I recently went through the current version of the Wikipedia article on Autism , and I found that this article is NOT representing the reality or encyclopedic wholeness. The huge, verbose, highly technical article is biased towards medical model of disability, medical genetics, and nearly zero information regarding the anthropology, evolution, neurodiversity, accommodation, accessibility, Augmentative and alternative communications, and all that actually helps wellbeing of Autistic people.
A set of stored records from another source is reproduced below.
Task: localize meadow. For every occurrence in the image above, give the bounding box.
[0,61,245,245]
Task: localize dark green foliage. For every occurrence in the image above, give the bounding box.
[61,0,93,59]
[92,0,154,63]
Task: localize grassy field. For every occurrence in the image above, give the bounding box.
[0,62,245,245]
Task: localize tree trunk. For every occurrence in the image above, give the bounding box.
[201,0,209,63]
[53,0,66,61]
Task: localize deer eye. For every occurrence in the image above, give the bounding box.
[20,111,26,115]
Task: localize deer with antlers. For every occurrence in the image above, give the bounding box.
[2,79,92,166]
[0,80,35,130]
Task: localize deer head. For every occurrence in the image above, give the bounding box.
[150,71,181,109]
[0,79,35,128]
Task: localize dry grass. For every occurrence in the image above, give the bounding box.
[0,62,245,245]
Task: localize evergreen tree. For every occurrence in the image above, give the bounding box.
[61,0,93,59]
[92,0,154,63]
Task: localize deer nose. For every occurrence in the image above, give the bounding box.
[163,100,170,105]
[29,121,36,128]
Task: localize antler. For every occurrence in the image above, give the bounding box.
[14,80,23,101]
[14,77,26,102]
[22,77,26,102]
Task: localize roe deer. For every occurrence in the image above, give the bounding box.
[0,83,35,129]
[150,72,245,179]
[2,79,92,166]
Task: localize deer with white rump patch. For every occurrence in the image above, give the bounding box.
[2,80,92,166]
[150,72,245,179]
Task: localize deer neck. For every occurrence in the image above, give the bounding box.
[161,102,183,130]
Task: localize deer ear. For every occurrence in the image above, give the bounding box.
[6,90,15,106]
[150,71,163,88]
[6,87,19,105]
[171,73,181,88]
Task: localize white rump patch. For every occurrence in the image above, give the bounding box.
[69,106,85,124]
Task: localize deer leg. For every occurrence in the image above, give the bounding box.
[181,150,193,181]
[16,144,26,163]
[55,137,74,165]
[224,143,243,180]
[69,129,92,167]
The page boldly focuses on controversial methods such as ABA, such as EIBI (Early intensive behavioral interventions), DTT (discrete trial training) etc. without any mention of the concerns or criticisms against them. I entered the talk page, but it has been turned literally into a warzone, where any dissenting viewpoint is being silenced in name of "global and unanimous scientific consensus" which is simply wrong. It is mostly a view held by biomedical and pharmaceutical majority. But outside of that, opposing viewpoints do exist in actual Autistic populations (who have the lived experience), anthropology, sociology, psychology, etc. I added an "unbalanced" tag for reader information (I did not speak for complete erasure of controversial viewpoints, just needed the reader to know that there are other views), however the "unbalanced" tag was soon reverted.
It is not possible for me to daily attend and post arguments and counter-arguments. I have to acknowledge that, if this kind of silencing continues, this time Wikipedia literally failed as an encyclopedia, as well it failed at public health and education welfare perspective.